There still doing church like it's 1985, telling you it's like it was in 85, and that by 2015, everyone will be doing it this way again.

Short term outreach can be very good, but 80% of the time it is very bad. And so as a hallmark of his churches missional expression, I have to protest.

It's easy to write a book and say "the problem with the church is sin." But then you're completely overshadowing your own woundedness and deficiency.

One thing he does point out and is at the same time guilty of is doing church in the culture of professionalism, and the Babbit-styled production line is really what most churches tout themselves as, and all they do is play into the military industrial complex.

The best chapter deals with the gospel being for the lost and the lost's american inoculation to the gospel of the common church. True. I wonder what the missional walk looks like in a mega church in the deep south. It doesn't look like this book where I am from.
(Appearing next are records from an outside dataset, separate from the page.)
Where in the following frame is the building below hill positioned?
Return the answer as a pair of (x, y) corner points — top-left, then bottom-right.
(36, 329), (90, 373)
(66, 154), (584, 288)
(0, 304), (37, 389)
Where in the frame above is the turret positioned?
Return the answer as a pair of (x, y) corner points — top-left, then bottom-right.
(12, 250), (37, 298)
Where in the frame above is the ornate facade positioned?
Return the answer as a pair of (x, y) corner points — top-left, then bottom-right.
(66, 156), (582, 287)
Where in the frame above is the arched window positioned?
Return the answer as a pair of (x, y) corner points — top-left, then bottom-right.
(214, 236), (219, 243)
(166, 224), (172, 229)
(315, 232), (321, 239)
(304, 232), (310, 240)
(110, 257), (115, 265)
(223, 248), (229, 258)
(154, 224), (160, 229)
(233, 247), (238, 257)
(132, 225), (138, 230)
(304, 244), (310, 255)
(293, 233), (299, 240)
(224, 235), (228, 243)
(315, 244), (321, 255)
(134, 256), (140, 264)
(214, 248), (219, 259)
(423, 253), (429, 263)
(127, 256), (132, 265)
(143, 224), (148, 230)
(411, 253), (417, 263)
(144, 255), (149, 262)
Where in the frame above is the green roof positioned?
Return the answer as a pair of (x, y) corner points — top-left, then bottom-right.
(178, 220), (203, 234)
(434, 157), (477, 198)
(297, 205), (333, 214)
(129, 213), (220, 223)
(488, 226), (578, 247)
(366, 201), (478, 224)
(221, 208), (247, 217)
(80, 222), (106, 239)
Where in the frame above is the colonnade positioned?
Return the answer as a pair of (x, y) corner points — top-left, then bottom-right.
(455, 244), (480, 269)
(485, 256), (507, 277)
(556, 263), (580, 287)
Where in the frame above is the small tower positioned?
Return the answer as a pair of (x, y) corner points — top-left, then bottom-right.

This is a fantastic book on the theory, and as most missiologists are guilty of, it does a superb job of identifying cultural markers, and then blows by them in pursuit of a monochromatic gospel. The real test of a radical gospel is stopping business as usual. What Mr. Platt seems to say is that there aren't really churches in America, there are only corporations in the field of religion. What he fails to realize is this applies just as much to his church as anyone else.